Yorvit Torrealba's sacrifice bunt in the second inning moved Nelson Cruz to third and Mike Napoli to second. But Craig Gentry, playing on a balky ankle, popped up and Ian Kinsler struck out. In the sixth, one inning after climbing back from an 11-1 deficit to make it an 11-7 game, Kinsler got to third on Elvis Andrus' ground ball, bringing up Josh Hamilton. The slugger struck out and Adrian Beltre grounded out to third to end the threat. The next inning, Michael Young's double and Cruz's fly ball put Young at third. Mike Napoli and Torrealba both struck out, leaving Young stranded at third base.
"We had some chances to chip away there and couldn't do it," Rangers manager Ron Washington said.
It's still an offense that hasn't clicked. The Rangers have won 10 of their last 12, but the starting pitching has helped carry them. A handful of the club's top hitters have slumped at the same time, including Hamilton. After starting the season at a ridiculous pace, Hamilton is hitting .191 with one homer and seven RBIs in June, though he missed four games with an intestinal virus. During the club's run of winning 10 of 12, Young is batting .195. Napoli has a .129 average in that span.
Washington said he believes Hamilton will get things going again soon if he can stay patient and not try to do too much. That's not an easy thing for an aggressive hitter like Hamilton, the 2010 AL MVP.

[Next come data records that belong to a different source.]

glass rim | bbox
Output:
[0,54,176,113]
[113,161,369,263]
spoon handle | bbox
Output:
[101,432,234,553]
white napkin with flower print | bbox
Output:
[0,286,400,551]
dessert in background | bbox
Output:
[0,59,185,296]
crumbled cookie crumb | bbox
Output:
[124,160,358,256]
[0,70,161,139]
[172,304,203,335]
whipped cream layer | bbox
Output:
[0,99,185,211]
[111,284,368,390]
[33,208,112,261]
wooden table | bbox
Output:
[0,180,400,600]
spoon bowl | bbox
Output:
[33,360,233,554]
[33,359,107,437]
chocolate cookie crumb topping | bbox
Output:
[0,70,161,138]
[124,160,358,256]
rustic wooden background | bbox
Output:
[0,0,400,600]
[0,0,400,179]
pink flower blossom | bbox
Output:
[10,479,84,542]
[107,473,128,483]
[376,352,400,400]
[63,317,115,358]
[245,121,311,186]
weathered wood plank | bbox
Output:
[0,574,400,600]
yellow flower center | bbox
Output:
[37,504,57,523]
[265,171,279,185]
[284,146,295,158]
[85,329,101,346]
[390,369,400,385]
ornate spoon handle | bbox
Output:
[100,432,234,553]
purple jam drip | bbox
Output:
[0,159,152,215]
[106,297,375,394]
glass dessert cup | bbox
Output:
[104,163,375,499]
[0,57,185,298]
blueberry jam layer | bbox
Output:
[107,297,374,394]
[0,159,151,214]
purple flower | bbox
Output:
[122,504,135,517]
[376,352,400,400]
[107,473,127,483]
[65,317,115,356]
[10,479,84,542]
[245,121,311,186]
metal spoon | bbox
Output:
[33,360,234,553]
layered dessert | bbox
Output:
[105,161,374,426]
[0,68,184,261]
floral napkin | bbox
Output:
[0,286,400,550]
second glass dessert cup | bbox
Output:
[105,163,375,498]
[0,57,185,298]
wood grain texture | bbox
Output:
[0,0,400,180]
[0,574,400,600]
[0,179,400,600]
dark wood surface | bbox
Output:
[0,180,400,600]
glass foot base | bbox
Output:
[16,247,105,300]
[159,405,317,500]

"I think every hitter goes through a sputtering point and he's going through that right now," hitting coach Scott Coolbaugh said. "He's never been a patient hitter. That's one of those things that he would like to do from a personal standpoint. He's always been one to go up there a swing. It's what he does after the first strike. His at-bats have not been as efficient after one strike in the last couple of weeks. Right now, the at-bats aren't extended, they are quick outs and consequently he's getting some strikeouts."
Coolbaugh is careful to note the positives, too. Young hit several balls to right field Saturday, something he does when he's playing well and feeling comfortable. Nelson Cruz appears to be coming out of his slump with two home runs and his third multi-hit performance in his last four games. And Napoli had two hits and is entering the time of year where he normally comes to life. Don't forget that Beltre continues to pound the ball from the cleanup spot. And Coolbaugh, while disappointed in the club's inabilty to score the runner from third, stresses to keep earning those chances.

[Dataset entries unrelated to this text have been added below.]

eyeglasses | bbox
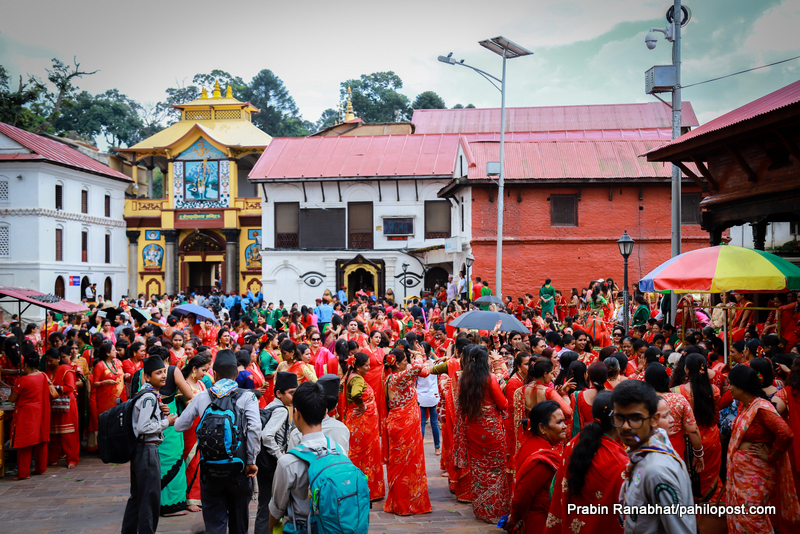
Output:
[611,413,652,430]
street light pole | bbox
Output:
[439,36,533,306]
[670,0,683,321]
[496,48,506,300]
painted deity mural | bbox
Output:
[142,247,164,271]
[172,137,231,209]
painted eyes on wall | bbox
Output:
[300,271,325,287]
[395,272,422,287]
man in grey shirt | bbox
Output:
[269,382,328,532]
[286,375,350,456]
[611,380,697,534]
[175,349,261,534]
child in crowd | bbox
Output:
[122,355,177,534]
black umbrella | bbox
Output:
[450,310,530,334]
[472,295,503,304]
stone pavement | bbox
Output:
[0,438,503,534]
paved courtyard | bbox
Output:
[0,438,503,534]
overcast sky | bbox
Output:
[0,0,800,133]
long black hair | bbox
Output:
[458,345,492,419]
[644,363,669,393]
[567,390,614,495]
[686,352,716,427]
[567,360,587,391]
[728,365,767,399]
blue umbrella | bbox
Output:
[172,304,219,324]
[450,310,530,334]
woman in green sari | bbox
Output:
[131,346,192,517]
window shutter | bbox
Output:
[56,228,64,261]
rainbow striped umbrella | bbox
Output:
[639,245,800,293]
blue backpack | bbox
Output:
[197,389,247,479]
[284,437,370,534]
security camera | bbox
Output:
[644,32,658,50]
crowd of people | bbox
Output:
[0,277,800,534]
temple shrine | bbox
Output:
[118,82,272,297]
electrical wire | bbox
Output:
[681,56,800,89]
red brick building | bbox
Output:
[412,102,709,297]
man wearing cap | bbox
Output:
[287,375,350,455]
[314,299,333,332]
[175,349,261,534]
[255,371,297,534]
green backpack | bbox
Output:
[284,437,370,534]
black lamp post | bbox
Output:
[617,230,634,336]
[465,256,475,302]
[403,262,408,307]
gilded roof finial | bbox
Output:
[344,85,356,122]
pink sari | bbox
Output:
[725,398,800,534]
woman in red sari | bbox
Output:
[725,365,800,534]
[45,349,81,469]
[89,341,128,450]
[505,400,564,534]
[181,355,211,512]
[672,353,722,502]
[8,352,50,480]
[344,352,386,501]
[546,391,628,534]
[383,341,432,515]
[457,345,511,523]
[503,352,531,464]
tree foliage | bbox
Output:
[341,71,411,123]
[411,91,447,109]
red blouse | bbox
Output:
[739,404,793,452]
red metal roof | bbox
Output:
[0,286,89,313]
[462,138,672,180]
[249,134,459,180]
[0,122,132,182]
[651,81,800,156]
[411,102,699,134]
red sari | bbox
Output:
[47,365,81,465]
[508,435,560,534]
[725,397,800,534]
[672,386,722,502]
[344,376,386,501]
[11,373,50,478]
[536,435,628,534]
[457,376,511,523]
[383,363,432,515]
[183,380,206,506]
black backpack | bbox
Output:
[97,389,159,464]
[197,389,247,479]
[256,405,291,469]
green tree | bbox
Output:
[53,89,144,147]
[239,69,314,137]
[314,108,339,132]
[341,71,411,123]
[411,91,447,109]
[0,65,47,130]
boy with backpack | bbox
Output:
[269,382,370,534]
[175,349,261,534]
[255,371,297,534]
[122,356,177,534]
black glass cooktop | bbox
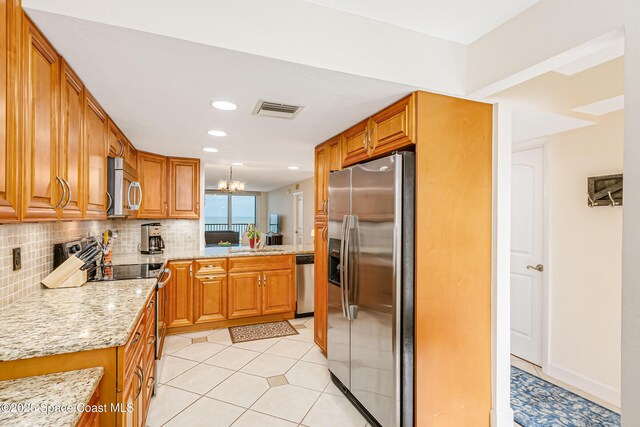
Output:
[89,264,162,282]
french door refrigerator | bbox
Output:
[327,152,415,427]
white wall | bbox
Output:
[266,178,315,245]
[545,111,629,405]
[622,0,640,427]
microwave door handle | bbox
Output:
[340,215,348,317]
[127,182,135,209]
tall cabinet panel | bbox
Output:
[0,0,20,223]
[138,151,167,218]
[58,60,84,219]
[22,15,64,221]
[167,158,200,218]
[84,91,108,219]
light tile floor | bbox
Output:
[147,318,368,427]
[511,355,620,427]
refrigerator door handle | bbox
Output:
[340,215,349,319]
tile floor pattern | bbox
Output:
[511,355,620,427]
[146,318,368,427]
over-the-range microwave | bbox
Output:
[107,157,142,218]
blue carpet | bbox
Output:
[511,366,620,427]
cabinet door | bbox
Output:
[326,135,342,172]
[167,261,193,328]
[138,151,167,218]
[58,60,84,219]
[313,222,329,354]
[84,90,108,219]
[0,0,20,223]
[167,157,200,218]
[315,144,329,219]
[22,15,64,220]
[193,274,227,323]
[371,95,415,156]
[262,270,296,314]
[108,119,128,158]
[228,272,262,319]
[342,120,371,167]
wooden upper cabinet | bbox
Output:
[109,119,129,158]
[58,60,84,219]
[167,157,200,218]
[314,144,329,219]
[21,15,64,221]
[167,261,193,328]
[228,272,262,319]
[370,94,416,157]
[193,274,227,323]
[325,135,342,172]
[313,222,328,354]
[84,90,108,219]
[0,0,20,223]
[261,269,296,314]
[342,120,372,167]
[137,151,167,218]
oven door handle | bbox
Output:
[158,268,171,289]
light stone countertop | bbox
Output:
[111,245,313,265]
[0,367,104,427]
[0,279,157,362]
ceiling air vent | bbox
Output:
[253,99,304,119]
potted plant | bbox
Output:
[247,227,260,249]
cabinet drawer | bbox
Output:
[195,258,227,276]
[229,255,295,272]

"We did create the opportunites and that's the positive I take from it," Coolbaugh said. "We had men on second base and we moved them over three times. We created the situations to get them in, we just didn't get them in. We had some big two-out hits too. You take the positive and the negative. Sure, we'd like to get them in all the time, but at least we were creating those opportunities the right way."